I have no idea if the young woman serving me really heard my story through my mask and the plexi-glass barrier but regardless, it was a very good cup of coffee that I quite enjoyed.
Later, I went back to that Starbucks during our mid-morning break. Different clothes, different mask; I didn’t expect to be remembered or recognized as the hillbilly who couldn’t even find the door to go in three hours earlier.
This time, I had to wait for my order and as I stood on my designated spot on the floor, I looked around.
“This section temporarily closed” said the sign in the middle of a long, wooden table with eight chairs around it.
“This section temporarily closed” said the sign on a bank of seats along the window.
It was disheartening to witness in person how we can’t gather anymore at any of our favourite places. Most of our former activities – much of our former lives – are truly off-limits now.
Then I heard, “Here’s your coffee, Sara.”
How did she know my name? Wow, these guys are good. I grabbed my coffee-to-go and MY NAME WAS SPELLED CORRECTLY on the sticky receipt. How did they know?
Because I was wearing a name tag for the course.
I laughed, the person behind the counter laughed, and I said we should all wear name tags.

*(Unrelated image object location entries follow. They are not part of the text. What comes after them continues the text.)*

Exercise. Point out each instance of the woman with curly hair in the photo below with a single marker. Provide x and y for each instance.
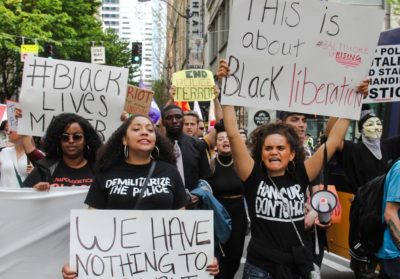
(228, 190)
(123, 164)
(70, 144)
(275, 181)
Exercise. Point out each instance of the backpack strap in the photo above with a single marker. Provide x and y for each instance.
(212, 165)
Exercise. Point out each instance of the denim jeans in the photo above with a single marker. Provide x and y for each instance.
(254, 272)
(390, 268)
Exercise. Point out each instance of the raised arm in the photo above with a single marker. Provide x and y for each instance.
(392, 220)
(362, 88)
(315, 163)
(241, 158)
(210, 137)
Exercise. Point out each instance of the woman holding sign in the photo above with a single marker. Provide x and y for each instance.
(70, 145)
(135, 171)
(275, 182)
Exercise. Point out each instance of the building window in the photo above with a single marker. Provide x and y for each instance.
(224, 25)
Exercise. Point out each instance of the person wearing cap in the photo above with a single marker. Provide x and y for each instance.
(361, 162)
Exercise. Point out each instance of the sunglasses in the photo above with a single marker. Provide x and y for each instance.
(65, 137)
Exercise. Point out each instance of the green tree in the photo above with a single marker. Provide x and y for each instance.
(72, 26)
(395, 6)
(160, 90)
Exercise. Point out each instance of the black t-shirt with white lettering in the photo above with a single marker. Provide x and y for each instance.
(270, 222)
(66, 176)
(120, 187)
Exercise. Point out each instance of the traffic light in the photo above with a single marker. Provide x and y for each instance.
(49, 50)
(136, 53)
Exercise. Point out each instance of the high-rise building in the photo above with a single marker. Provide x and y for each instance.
(140, 21)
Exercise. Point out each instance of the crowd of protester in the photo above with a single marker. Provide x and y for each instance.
(273, 167)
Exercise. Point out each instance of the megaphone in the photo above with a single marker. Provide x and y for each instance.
(324, 202)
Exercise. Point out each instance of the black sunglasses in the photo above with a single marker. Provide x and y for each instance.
(65, 137)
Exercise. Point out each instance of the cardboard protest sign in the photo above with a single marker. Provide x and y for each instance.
(193, 85)
(50, 87)
(29, 49)
(138, 100)
(384, 75)
(141, 244)
(305, 56)
(12, 121)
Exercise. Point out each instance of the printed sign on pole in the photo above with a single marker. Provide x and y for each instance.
(12, 120)
(98, 55)
(301, 56)
(193, 85)
(28, 49)
(138, 100)
(384, 75)
(141, 243)
(51, 86)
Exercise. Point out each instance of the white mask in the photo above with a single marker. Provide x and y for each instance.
(372, 128)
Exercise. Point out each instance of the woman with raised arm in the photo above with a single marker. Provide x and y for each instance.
(275, 180)
(132, 153)
(70, 145)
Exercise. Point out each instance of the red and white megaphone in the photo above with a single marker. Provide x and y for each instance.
(324, 202)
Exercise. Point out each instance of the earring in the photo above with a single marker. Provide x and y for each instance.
(126, 151)
(291, 167)
(158, 151)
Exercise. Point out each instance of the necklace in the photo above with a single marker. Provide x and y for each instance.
(224, 165)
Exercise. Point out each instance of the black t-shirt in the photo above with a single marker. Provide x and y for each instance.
(360, 165)
(120, 187)
(270, 222)
(66, 176)
(225, 181)
(195, 161)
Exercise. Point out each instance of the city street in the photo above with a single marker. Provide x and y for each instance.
(333, 266)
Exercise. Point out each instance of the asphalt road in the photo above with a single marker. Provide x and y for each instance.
(333, 266)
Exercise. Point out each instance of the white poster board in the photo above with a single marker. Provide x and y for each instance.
(305, 56)
(384, 75)
(141, 244)
(34, 235)
(50, 87)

I headed out feeling special and light-hearted.
As I crossed the parking lot and hit the grassy verge at the street, a wave of emotion swelled up in me.

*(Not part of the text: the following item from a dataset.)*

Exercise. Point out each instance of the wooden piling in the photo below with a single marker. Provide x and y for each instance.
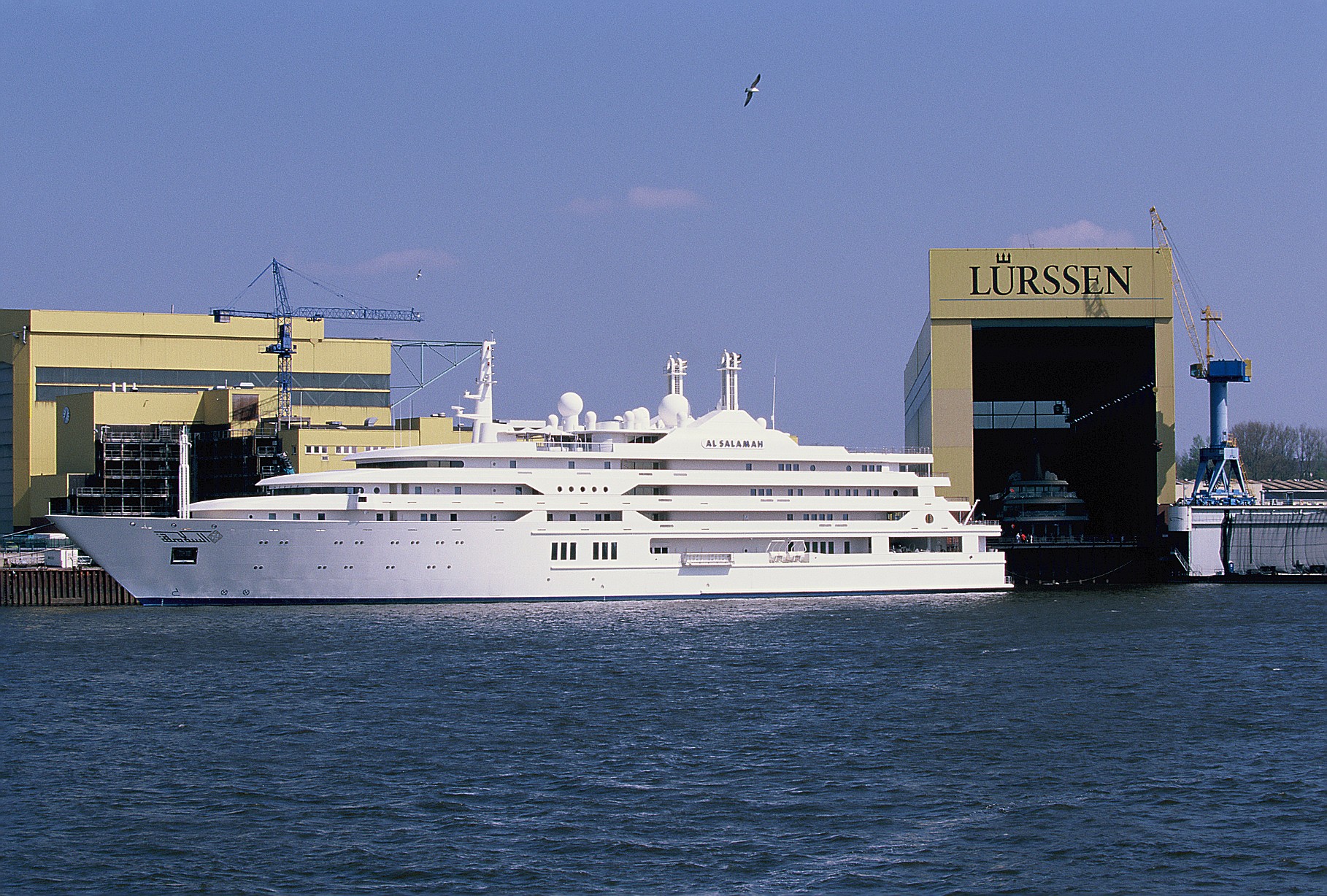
(52, 587)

For everything we have lost.
For the way everything has changed.
For what has been lost and may never be regained.
In that moment of upswelling emotion, I could have cried. For the way our world used to be. When we could be around others and chat and laugh without fear. When we could connect with others without face coverings and hand sanitizer. When we could hug and touch, comfort and acknowledge. When we could pass on the sidewalk without averting our heads, or stepping out onto the street.
When it didn’t feel like we were avoiding each other.

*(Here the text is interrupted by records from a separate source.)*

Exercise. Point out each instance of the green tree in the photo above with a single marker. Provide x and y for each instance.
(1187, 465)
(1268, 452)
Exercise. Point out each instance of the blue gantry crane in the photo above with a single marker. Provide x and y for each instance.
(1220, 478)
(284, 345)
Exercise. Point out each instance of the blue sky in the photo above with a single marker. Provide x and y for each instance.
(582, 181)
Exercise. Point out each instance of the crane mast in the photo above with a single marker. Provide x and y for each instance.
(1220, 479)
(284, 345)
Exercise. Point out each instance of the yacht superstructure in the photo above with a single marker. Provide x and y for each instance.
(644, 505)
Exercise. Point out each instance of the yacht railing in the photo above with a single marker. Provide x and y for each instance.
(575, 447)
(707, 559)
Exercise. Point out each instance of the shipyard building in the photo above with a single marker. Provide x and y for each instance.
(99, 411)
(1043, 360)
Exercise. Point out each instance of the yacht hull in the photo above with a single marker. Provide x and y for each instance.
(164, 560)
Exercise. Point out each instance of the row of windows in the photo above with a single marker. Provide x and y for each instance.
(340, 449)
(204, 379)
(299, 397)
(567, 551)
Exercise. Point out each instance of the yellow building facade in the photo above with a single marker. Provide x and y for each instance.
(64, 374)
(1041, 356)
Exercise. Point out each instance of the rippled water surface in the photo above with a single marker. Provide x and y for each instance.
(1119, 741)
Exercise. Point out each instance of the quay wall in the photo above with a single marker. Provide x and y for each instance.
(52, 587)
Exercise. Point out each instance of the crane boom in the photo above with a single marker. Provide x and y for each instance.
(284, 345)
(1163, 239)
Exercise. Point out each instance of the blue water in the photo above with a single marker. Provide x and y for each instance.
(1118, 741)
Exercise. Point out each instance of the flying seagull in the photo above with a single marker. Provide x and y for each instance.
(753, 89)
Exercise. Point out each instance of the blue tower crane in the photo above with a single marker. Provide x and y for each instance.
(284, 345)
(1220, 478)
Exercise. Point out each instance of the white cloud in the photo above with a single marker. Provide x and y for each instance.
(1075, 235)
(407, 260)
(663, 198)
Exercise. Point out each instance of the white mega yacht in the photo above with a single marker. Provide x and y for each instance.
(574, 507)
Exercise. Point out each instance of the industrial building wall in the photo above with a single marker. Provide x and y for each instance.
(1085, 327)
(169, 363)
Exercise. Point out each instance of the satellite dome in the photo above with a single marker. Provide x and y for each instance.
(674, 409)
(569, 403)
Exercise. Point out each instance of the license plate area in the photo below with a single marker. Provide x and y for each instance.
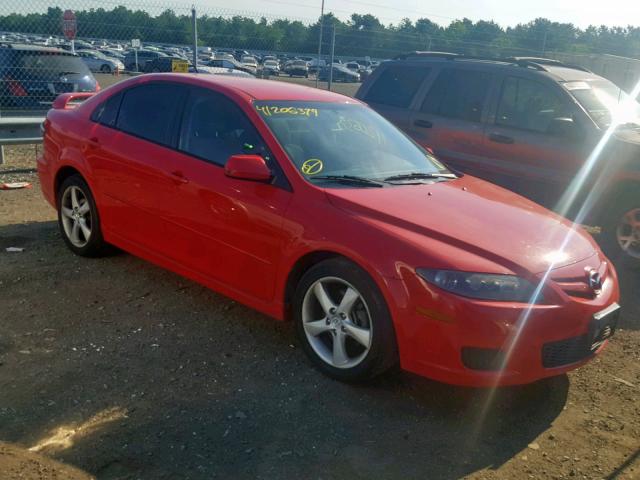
(603, 326)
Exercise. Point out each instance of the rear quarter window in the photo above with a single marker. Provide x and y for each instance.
(107, 112)
(397, 85)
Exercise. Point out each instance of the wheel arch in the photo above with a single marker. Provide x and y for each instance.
(62, 174)
(299, 268)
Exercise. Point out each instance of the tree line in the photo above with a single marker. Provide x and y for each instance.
(361, 35)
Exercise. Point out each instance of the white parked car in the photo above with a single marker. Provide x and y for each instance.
(250, 63)
(99, 62)
(271, 67)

Yet consider what happened: On that morning, in the early days of our “new normal”, during this new way forward into a different future, I was called by name.
I felt recognized and known.
In the midst of the shitstorm that is the world right now, when the news is distressing and overwhelming yet we need to sit with our discomfort because this IS our world right now, someone spoke my name.
It happened only because I was wearing a name tag so it’s not the literal fact that matters but rather what it represents: The power of speaking a name, the impact of hearing your own name spoken unexpectedly in the midst of all of this chaos and uncertainty.
There is so much we don’t know about the weeks and months to come but –
I know you.
You know me.
We still connect. Even if it’s fleeting.
Remarkably, life is going on.
We are the same yet different.
We are finding the way forward; even if the path seems more treacherous, it is still familiar.
We are figuring out ways to do what we need to do. We are willing to give up our wants.
We are more resilient and creative, more adaptable and innovative, more compassionate and thoughtful than we give ourselves, and others, credit for.
Which is why we need to work together – with, not against each other.
It’s why we need to wear a name tag when we go out into the world.
Because hearing your name spoken from behind a mask, from behind a barrier is the sweetest encouragement we can get in this brave new world we’re living in.